On 24.02.2016 14:30, Evgeny Kotkov wrote:
> Branko Čibej <brane_at_apache.org> writes:
>> Instead of relying on the Unicode spec, I propose a different approach:
>> to treat accented letters as if they don't have diacriticals at all.
>> This should be fairly easy to do with utf8proc: in the intermediate,
>> 32-bit NFD string, remove any character that's in the
>> combining-diacritical group, and then convert the result to NFC UTF-8.
>> I've done this before with fairly good results; it's also much easier to
>> explain this behaviour to users than to tell them, "read the Unicode spec".
> I see that utf8proc has UTF8PROC_STRIPMARK flag that does something
> similar to what you describe. The difference is that this option strips the
> codepoints that fall into either Mn (Nonspacing_Mark), Mc (Spacing_Mark) or
> Me (Enclosing_Mark) categories [1].
>
> Although that's more than just removing the characters that are marked as
> Combining Diacritical Marks [2,3,4,5], I am thinking that we could just use
> this flag. How does this cope with what you propose?
This is probably even better than just removing combining diacriticals,
because it should work well with non-latin/cyrillic scripts, too.
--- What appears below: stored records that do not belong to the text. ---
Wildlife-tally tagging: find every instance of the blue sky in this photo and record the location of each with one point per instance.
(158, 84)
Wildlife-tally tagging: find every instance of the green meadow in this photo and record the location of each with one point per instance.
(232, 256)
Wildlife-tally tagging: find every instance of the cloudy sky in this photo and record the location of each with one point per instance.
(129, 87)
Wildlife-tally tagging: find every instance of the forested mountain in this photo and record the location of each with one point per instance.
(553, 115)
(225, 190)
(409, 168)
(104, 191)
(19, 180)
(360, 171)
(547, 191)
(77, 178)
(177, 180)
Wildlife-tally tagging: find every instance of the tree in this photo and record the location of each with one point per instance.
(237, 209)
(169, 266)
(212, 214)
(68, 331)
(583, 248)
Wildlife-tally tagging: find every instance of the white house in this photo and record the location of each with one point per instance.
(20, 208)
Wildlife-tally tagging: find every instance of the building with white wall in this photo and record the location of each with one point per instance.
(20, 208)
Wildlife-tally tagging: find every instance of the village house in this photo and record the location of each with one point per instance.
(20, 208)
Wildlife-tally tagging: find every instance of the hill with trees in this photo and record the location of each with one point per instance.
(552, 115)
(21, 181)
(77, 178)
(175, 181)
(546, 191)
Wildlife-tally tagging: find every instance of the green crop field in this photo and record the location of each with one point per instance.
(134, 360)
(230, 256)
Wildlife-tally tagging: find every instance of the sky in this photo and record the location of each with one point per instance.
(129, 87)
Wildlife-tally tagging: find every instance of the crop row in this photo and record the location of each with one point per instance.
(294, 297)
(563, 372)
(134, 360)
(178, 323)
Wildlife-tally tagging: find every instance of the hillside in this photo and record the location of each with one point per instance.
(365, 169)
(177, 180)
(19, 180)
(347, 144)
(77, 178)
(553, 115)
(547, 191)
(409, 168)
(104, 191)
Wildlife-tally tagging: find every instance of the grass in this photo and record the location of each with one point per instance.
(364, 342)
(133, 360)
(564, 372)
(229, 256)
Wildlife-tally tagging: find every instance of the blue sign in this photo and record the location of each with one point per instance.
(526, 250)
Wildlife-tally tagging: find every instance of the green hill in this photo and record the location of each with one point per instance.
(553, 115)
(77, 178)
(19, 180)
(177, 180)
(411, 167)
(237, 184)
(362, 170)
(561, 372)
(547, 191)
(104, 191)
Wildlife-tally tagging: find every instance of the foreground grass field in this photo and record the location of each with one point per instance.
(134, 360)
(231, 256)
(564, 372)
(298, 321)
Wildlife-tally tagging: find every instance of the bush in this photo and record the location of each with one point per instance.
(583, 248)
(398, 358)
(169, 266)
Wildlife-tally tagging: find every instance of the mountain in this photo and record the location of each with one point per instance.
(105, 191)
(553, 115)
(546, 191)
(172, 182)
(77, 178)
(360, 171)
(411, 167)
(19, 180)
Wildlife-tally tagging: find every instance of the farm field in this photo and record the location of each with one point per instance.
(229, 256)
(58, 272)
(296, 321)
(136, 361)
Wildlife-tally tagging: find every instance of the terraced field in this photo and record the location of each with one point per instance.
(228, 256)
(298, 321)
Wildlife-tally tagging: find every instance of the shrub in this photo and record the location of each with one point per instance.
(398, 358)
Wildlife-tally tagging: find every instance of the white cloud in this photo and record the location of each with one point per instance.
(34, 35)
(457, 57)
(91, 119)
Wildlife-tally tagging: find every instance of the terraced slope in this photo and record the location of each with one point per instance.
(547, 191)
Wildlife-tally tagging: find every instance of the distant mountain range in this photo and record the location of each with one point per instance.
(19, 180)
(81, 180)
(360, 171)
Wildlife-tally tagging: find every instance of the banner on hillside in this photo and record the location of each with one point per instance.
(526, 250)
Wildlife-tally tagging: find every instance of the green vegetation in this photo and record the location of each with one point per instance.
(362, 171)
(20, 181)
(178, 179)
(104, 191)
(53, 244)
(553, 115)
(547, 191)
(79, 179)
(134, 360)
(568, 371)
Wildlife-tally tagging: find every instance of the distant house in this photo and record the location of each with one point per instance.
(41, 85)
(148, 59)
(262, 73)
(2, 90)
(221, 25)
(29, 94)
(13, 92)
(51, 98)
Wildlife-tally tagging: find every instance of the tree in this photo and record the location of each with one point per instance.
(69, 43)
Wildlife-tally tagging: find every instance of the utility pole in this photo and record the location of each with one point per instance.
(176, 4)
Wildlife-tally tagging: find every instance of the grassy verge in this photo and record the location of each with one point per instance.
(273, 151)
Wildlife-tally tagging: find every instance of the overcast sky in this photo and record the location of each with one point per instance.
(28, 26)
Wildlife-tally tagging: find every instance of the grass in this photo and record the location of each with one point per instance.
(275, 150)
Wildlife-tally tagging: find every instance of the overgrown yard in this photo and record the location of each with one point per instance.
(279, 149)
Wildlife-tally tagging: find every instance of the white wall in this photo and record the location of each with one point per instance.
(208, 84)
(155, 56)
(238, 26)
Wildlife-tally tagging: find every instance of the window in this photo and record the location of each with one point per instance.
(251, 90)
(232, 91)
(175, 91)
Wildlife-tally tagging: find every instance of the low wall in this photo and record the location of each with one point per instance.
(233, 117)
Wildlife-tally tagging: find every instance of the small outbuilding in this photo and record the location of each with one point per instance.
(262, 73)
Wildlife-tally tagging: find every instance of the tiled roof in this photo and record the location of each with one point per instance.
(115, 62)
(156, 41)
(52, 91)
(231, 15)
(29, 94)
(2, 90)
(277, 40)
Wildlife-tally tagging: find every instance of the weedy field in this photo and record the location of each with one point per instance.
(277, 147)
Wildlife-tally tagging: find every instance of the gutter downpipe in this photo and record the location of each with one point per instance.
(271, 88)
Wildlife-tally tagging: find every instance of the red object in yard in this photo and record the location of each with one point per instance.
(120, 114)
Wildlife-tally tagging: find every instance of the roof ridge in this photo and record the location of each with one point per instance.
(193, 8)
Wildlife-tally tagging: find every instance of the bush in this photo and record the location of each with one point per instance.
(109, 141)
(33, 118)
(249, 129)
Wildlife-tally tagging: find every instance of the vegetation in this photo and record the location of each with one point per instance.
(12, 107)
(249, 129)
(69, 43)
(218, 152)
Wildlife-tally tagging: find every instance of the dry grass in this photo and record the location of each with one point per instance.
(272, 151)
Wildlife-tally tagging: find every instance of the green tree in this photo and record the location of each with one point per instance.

> Another question is about exposing this ability in the API. I'd say that we
> could do something like this:
>
> svn_utf__transform(svn_boolean_t normalize,
> svn_boolean_t casefold,
> svn_boolean_t remove_diacritics)
>
> (or maybe svn_utf__map / svn_utf__alter / svn_utf__fold?)
>
> Do you have an opinion or suggestions about that?
The big question here is what we'll use the API for. Currently we have a
'normalize' function that's used by svn_fs_verify (IIRC). Since we're
talking about a funciton that transforms a UTF-8 string to a shape
suitable for stuff-insensitive comparison, we could follow the example
of the standard strxfrm() -> svn_utf__xfrm(); but if that's too ugly, my
preference is for svn_utf__fold().
However, I'd not add arguments for normalization/case folding/etc; I'd
just make this function DTRT without any additional flags, because
otherwise we'll always be second-guessing the correct invocation.
If there's a use case for case-folding vs. non-case folding, then make
two functions: svn_utf__xfrm and svn_utf__xfrm_casefold.
(Again, obviously, all of these -- including svn_utf__normalize -- need
only one private impltmentation in the source.)
-- Brane
Received on 2016-02-24 15:07:12 CET